Buildings That Protest

Part of a series: Buildings That Protest

In Alain de Botton’s The Architecture of Happiness, there is a passage where he considers the apparent failure of architecture as a device for making us better people.

Creative Commons License photo credit: Mr.Tea

Not only do beautiful houses falter as guarantors of happiness, they can also be accused of failing to improve the characters of those who live in them.

Medieval devotional paintings may try to remind us of sadness and sin, they may seek to train us away from arrogance and worldly pursuits and render us properly humble before the mysteries and hardships of life, but they will hang in a living room without active protest while butlers circulate the fingerfood and butchers plot their next move.

Alain de Botton — The Significance of Architecture (from The Architecture of Happiness)

If buildings haven’t been able to protest in the past, it’s because we haven’t built them for it. They didn’t have the eyes and ears to notice, nor the power to do something about it. That’s beginning to change.

Witness the new power-use visualization devices, perfect accessories to your environmental devotional, and a means to give mute buildings a voice and opinion about your ecological footprint. This is going mainstream. There is stimulus money. Google is getting involved. Machines to raise your consciousness, machines to make you feel shame.

The Internet of Things expands. More devices are equipped with sensors and they can talk to each other about you. They notice that you spend too much time in front of the television. They wonder why you haven’t been on the exercise bike in days. They gauge the volume of your voice, the pheromones in the air, the sharpness of your movements, and know that you’ve been fighting a lot.

What to do with all of this information? Upload it to Daytum. Analyze it in iGoogle. Tweet about it.


A businessman programs in his New Years resolution. As he falls short of his best intentions, the house begins diverting power from the television, cutting it off completely for days at a time. Only miles on the exercise bike will restore the flow of entertainment.

A study links the colouring and lighting of rooms to the moods of the people therein.

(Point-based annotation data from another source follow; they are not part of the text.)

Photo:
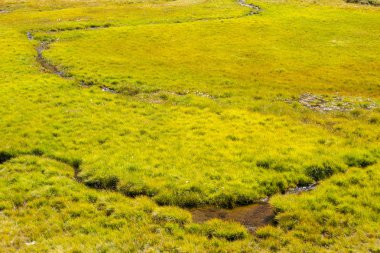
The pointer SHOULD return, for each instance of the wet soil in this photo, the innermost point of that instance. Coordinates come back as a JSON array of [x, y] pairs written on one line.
[[252, 216], [46, 65]]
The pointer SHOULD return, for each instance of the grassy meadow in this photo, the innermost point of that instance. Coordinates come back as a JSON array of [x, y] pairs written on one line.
[[162, 106]]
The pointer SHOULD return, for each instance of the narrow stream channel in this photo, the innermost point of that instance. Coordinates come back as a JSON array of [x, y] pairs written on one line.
[[251, 216]]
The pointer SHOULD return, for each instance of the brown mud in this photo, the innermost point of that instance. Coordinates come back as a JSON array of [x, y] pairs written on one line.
[[251, 216]]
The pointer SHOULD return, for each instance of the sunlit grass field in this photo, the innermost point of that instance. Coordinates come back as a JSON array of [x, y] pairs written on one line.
[[161, 106]]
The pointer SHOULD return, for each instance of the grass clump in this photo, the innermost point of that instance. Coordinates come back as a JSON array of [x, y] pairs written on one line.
[[225, 230], [323, 169], [361, 160], [171, 215]]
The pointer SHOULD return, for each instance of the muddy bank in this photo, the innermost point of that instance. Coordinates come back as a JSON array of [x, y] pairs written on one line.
[[255, 9], [251, 216], [46, 65]]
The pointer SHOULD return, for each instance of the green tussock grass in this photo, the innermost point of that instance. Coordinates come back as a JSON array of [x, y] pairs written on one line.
[[205, 108]]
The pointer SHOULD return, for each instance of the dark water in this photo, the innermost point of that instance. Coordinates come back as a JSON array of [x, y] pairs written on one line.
[[252, 216]]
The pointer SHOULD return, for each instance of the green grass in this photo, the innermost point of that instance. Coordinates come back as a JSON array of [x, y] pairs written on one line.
[[207, 112]]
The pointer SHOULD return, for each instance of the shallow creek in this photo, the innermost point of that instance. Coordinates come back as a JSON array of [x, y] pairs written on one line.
[[251, 216]]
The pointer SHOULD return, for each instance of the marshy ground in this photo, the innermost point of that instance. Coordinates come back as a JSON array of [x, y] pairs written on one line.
[[163, 126]]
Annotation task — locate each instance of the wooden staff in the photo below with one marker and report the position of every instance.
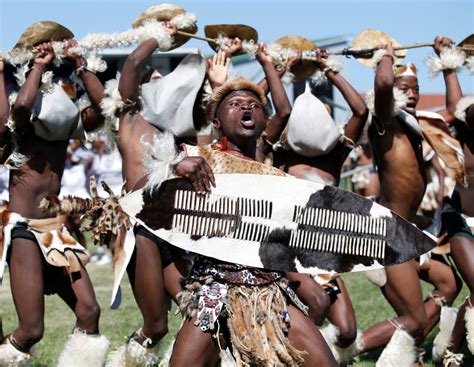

The methodology is weak and the conclusions disputed. It’s enough to sell books and spike sales in colour-shift walls. Thousands of complex algorithms are marketed, promising to cross reference sensor data with the latest pseudo-science. Fire-engine red for energy, passion, and late night deadlines. Sea blue to calm arguments and children. Alternating goldenrod and pearl for concentration and intelligence. A software patched is released in order to address reported strobing events which could occur under certain conditions “in a small number of cases”.

After the death of a child on a stretcher in a hallway, a special committee is convened. Battles erupt about patient confidentiality and data security. The Opposition makes headway in the poles by demanding the release of full waiting-room positional data. All new hospitals will have timers projected on to the walls above waiting visitors, counting up.

A small religious community commissions a planned community of morality houses. They are secretive and little is known about their practices. When reports do emerge, there are sensational headlines for weeks.

After the fourth shooting — the result of a toxic mix of firearms, frayed nerves, smart homes, and late night electronic intrusions — the Attorney General announces a crackdown on haunters, while urging new standards of encryption and security. “No one should be afraid in their own home.”

The appeals process in the first gunman’s case drags on.